In October 2020, the United States District Court in New Mexico issued an important ruling related to COVID and IDEA in Hernandez v. Grisham, a case originally filed as a class action.
Plaintiffs challenged the state’s COVID-19 reentry policy for the public schools. The state’s policy gave schools discretion for in-person instruction if they met reentry criteria or with a priority, on a small-group basis, for K-3 students, students with disabilities, and students needing additional support.
Plaintiffs claimed that this policy did not provide for in-person instruction with sufficient uniformity and rapidity. The basis for their claims included the Fourteenth Amendment equal protection and due process clauses on behalf of students generally, and the IDEA for those students with disabilities.
The court singled out one plaintiff — the only plaintiff who had a student with disabilities — as having standing under the IDEA. That parent’s local school had remained closed and offered only remote instruction.
The student had not received all of the services in her IEP because all students’ IEPs were earlier amended to include only remote learning services. The parent alleged that the school district denied her child a FAPE because some of the services in her child’s IEP could not be provided remotely and, as a result, the child had regressed.
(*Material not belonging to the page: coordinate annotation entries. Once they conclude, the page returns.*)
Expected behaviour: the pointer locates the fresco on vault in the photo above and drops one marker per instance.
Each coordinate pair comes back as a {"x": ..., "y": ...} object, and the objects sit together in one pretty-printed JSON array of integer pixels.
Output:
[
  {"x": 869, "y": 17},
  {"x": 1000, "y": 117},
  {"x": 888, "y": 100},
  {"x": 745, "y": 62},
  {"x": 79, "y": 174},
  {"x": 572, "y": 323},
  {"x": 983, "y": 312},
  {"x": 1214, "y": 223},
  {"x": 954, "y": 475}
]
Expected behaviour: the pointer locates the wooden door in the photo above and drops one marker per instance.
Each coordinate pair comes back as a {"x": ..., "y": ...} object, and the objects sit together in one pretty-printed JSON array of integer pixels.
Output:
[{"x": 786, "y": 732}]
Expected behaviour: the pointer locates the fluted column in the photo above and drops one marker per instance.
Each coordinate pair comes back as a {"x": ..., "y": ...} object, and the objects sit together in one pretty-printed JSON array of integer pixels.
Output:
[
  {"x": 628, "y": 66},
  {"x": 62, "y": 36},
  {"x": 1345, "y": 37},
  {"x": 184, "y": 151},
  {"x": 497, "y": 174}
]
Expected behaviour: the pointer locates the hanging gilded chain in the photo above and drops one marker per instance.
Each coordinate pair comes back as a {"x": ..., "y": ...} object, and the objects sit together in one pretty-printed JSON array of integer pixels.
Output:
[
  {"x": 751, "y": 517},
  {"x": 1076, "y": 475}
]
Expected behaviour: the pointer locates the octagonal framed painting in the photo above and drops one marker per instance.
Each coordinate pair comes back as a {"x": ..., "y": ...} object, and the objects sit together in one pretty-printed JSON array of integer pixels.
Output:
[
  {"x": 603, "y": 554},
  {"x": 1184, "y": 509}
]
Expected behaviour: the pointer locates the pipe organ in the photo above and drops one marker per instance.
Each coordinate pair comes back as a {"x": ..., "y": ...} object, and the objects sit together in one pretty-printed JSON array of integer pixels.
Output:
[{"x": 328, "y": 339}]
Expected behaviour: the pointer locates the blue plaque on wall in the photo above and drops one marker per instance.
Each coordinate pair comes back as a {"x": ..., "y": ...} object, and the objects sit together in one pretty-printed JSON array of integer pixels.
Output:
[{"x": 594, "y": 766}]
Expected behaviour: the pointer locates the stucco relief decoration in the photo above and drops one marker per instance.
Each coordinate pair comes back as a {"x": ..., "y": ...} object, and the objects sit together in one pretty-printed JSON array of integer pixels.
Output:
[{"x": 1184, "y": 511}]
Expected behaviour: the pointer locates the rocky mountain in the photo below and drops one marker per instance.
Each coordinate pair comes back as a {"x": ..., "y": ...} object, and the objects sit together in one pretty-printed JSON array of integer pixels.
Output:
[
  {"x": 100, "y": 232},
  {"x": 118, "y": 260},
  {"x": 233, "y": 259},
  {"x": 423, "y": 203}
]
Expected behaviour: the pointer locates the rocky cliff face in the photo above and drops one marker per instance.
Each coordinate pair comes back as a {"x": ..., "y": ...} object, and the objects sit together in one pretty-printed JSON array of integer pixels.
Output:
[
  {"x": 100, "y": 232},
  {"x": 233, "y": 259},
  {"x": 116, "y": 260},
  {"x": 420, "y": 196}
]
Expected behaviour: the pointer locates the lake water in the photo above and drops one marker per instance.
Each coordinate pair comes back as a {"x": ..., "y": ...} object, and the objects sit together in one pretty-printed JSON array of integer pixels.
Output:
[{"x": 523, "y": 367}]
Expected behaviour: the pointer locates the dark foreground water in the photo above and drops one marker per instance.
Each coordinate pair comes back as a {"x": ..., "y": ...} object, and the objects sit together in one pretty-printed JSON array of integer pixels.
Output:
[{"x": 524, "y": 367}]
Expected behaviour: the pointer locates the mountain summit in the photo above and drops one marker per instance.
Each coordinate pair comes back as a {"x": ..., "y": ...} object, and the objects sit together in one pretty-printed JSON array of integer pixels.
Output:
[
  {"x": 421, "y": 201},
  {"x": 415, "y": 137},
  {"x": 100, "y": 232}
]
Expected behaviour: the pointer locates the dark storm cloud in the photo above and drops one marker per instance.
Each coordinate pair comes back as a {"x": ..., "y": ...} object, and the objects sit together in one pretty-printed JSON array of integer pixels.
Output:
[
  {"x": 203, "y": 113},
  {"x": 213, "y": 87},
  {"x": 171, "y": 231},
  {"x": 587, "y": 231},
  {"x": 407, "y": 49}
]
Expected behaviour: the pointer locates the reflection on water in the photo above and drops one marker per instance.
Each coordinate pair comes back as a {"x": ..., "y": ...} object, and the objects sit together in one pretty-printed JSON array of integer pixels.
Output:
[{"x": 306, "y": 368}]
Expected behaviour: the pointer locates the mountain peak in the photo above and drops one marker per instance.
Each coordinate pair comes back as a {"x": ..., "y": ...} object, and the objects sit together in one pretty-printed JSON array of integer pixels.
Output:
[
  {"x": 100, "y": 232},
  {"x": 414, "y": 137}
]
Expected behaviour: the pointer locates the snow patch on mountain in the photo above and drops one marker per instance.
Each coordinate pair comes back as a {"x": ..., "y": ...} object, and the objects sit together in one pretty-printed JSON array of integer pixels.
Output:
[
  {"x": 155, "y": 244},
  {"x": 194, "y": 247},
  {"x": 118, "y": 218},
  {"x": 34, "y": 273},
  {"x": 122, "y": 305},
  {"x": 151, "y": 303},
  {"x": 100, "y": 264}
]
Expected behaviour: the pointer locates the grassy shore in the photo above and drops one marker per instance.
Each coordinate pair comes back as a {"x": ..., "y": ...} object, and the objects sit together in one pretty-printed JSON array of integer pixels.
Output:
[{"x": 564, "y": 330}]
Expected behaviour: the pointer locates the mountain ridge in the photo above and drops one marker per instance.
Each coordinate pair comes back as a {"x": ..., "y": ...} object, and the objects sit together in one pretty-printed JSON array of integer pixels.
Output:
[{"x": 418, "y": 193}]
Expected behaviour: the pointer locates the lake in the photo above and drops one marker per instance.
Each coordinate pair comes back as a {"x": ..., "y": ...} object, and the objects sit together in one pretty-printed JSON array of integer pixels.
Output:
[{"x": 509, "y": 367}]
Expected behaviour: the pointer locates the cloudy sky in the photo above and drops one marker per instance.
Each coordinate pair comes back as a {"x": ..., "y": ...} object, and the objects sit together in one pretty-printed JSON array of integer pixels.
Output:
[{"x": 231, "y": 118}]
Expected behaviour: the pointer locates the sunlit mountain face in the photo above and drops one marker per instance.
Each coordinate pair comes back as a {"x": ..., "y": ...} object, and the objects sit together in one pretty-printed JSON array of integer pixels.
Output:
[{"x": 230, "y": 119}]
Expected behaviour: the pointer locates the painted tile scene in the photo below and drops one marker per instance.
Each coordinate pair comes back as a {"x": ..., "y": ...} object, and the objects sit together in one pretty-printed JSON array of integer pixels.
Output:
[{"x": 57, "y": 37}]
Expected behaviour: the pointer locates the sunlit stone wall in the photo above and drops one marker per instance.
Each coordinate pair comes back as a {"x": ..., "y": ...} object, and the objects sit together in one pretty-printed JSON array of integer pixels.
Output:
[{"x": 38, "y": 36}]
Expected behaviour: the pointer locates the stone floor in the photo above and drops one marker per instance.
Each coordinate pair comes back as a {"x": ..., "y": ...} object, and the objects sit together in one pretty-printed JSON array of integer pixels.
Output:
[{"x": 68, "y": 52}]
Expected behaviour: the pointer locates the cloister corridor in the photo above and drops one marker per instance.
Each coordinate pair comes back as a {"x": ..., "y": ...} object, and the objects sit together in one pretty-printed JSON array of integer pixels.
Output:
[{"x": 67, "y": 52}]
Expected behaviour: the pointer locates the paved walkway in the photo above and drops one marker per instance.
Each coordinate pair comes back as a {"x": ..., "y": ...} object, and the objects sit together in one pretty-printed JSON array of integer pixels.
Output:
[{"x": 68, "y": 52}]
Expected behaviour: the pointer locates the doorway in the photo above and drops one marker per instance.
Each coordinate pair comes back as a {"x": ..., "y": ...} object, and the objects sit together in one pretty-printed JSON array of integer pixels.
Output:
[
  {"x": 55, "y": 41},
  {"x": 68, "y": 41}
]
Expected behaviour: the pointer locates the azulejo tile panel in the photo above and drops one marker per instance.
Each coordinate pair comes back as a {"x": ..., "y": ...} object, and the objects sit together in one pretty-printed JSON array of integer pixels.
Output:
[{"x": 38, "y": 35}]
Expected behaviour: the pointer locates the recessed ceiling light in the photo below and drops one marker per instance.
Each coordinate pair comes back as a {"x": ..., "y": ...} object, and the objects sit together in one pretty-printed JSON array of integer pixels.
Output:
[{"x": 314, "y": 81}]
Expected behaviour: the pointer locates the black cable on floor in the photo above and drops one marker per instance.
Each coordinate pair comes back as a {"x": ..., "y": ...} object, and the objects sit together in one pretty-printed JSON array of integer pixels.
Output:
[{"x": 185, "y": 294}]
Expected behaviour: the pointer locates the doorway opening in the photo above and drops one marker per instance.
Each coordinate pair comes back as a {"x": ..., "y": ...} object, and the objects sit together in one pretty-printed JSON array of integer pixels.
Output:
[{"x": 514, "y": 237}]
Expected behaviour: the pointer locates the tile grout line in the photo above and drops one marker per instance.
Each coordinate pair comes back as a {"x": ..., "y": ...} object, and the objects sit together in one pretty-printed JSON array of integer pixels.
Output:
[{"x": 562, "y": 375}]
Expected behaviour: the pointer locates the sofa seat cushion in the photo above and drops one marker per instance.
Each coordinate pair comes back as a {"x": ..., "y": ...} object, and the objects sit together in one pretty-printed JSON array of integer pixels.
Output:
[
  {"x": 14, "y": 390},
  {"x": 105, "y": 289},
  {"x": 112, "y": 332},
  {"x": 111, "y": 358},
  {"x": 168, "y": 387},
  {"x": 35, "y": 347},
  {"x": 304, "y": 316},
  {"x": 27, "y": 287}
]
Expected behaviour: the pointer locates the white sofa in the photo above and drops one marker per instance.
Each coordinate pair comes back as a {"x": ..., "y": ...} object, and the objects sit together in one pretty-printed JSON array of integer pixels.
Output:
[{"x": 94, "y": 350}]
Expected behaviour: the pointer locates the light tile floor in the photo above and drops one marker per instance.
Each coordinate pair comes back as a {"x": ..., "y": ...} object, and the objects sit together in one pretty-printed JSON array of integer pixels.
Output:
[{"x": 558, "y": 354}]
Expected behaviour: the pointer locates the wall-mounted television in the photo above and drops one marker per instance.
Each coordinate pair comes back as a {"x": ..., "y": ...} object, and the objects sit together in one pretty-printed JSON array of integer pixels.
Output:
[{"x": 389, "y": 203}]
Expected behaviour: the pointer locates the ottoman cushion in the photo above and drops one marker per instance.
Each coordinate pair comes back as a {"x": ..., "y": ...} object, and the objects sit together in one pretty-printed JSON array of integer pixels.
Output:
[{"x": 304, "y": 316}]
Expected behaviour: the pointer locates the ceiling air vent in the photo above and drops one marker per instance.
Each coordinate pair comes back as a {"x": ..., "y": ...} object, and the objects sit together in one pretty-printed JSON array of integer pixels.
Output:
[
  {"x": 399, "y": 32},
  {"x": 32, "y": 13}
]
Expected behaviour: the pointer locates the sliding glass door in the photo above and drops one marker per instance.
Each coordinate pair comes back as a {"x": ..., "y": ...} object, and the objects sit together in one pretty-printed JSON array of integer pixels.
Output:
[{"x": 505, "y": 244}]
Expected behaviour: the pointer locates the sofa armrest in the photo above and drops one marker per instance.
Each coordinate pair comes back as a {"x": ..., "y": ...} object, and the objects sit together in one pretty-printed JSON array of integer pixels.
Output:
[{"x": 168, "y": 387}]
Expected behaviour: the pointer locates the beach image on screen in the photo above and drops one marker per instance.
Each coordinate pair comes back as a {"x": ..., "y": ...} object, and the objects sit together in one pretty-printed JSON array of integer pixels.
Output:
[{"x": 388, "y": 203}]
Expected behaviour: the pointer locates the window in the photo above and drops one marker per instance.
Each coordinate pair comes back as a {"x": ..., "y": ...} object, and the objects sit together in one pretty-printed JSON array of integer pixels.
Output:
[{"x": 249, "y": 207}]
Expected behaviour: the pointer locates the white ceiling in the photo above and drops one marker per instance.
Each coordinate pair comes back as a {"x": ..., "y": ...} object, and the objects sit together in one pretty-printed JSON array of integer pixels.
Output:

In a preliminary motion, the judge granted the parent’s request for injunctive relief to provide the student with a FAPE. The New Mexico State Department of Education was ordered to require that the local school district to revise the student’s IEP to include in-person instruction.
While the case is still pending, the judge’s willingness to grant injunctive relief indicates that the parent’s claim is likely to prevail as the trial proceeds.